Nel frattempo, non è possibile deresponsabilizzare il gesto della poliziotta italiana Carini, nonché volto del Centro Fiamme Oro nel parco verde di Caivano rilanciato dal governo Meloni, che ha attivamente sfruttato e fomentato l’odio transfobico delegando le cause della sua sconfitta ad un’ingiustizia insita nell’incontro.

Opinioni apparentemente condivise dalla nuova sfidante di Khelif, l’ungherese Luca Hamori, che in queste ore sta facendo circolare immagini agghiaccianti sui social, che la mostrano battersi sul ring con un essere abnorme e mostruoso, identificato in Imane Khelif, o che definiscono ancora l’atleta algerina “un uomo”, celebrando al contrario la propria femminilità vestita di rosa. Difficile non vedere in ciò una logica simbolica allineata con Orbán, il quale descrisse prontamente la cerimonia di apertura delle olimpiadi attuali la rappresentazione di un Occidente “senza più morale”.

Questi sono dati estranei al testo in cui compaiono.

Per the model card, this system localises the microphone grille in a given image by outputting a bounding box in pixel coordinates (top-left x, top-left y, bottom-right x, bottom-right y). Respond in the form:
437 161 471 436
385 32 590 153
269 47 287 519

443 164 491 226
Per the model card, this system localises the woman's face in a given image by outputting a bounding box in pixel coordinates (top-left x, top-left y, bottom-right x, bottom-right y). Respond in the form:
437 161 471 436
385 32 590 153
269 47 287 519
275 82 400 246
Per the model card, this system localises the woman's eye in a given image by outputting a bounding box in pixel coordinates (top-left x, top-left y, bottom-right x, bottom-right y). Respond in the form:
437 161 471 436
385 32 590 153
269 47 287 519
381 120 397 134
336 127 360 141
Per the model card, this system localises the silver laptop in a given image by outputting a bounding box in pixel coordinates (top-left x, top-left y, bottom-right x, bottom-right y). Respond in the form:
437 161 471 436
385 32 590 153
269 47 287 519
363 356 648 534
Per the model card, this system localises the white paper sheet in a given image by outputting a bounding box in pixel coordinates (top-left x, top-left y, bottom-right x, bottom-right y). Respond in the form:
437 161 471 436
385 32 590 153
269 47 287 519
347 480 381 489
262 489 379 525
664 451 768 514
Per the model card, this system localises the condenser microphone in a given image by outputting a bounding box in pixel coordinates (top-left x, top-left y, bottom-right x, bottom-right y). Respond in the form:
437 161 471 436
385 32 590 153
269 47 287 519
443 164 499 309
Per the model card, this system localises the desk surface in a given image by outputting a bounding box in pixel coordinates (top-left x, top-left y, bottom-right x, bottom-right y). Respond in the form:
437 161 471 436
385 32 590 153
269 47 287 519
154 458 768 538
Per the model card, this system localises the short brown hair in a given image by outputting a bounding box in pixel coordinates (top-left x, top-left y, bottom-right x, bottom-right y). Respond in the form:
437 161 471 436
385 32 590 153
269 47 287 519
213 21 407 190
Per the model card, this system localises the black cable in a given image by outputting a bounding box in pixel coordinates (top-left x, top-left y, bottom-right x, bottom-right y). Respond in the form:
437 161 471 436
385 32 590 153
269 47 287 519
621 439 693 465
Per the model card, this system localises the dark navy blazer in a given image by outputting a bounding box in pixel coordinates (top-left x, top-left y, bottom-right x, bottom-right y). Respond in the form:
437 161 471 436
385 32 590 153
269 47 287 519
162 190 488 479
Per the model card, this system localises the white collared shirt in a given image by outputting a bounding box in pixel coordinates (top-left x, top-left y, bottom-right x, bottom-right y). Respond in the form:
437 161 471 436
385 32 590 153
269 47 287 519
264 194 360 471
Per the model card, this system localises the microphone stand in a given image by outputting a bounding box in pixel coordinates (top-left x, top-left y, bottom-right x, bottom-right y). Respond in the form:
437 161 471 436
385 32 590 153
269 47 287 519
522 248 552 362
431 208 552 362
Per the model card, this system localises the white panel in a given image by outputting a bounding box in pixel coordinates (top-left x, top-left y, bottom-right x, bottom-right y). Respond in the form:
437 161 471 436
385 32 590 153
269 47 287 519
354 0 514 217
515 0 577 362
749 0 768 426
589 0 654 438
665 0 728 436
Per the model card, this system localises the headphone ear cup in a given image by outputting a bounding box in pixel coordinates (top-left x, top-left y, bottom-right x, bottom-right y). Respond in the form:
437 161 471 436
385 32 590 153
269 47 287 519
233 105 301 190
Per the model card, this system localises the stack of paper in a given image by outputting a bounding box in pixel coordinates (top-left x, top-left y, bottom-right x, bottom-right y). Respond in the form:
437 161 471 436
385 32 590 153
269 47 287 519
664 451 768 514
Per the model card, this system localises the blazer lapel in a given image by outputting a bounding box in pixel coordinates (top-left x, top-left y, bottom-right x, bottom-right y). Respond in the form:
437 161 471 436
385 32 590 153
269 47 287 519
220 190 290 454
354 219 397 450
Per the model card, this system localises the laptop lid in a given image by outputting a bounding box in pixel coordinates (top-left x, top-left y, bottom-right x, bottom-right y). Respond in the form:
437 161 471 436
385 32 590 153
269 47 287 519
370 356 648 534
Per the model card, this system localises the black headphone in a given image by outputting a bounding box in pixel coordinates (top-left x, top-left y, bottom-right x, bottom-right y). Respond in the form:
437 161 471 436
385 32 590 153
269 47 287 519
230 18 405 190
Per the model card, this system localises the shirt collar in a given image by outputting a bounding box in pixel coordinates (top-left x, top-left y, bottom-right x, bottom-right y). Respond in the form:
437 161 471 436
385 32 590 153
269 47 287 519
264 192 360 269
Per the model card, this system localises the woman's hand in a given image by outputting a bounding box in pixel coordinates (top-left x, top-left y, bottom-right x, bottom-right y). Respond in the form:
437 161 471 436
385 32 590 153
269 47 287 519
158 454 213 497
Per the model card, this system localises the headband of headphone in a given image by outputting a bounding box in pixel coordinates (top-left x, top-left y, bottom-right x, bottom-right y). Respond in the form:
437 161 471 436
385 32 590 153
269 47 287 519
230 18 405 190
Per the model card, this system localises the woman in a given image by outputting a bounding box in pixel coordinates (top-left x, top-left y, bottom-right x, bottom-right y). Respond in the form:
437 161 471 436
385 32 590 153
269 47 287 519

Mentre lo sport dovrebbe rimanere indipendente e popolare, non sorprende che la sorveglianza dei corpi si amplifichi proprio nell’istituzione globale ed elitaria delle olimpiadi. Sorveglianza che si configura come un disperato tentativo di contenere l’inevitabile crisi di un sistema binario, per sua natura coloniale, inadatto a leggere le forme umane, ma che continua tuttavia ad ostentare la prepotenza indubbiamente fascista di legittimare determinati corpi in certi spazi, il tutto dietro una performativa facciata di empirismo scientifico ed equità sportiva.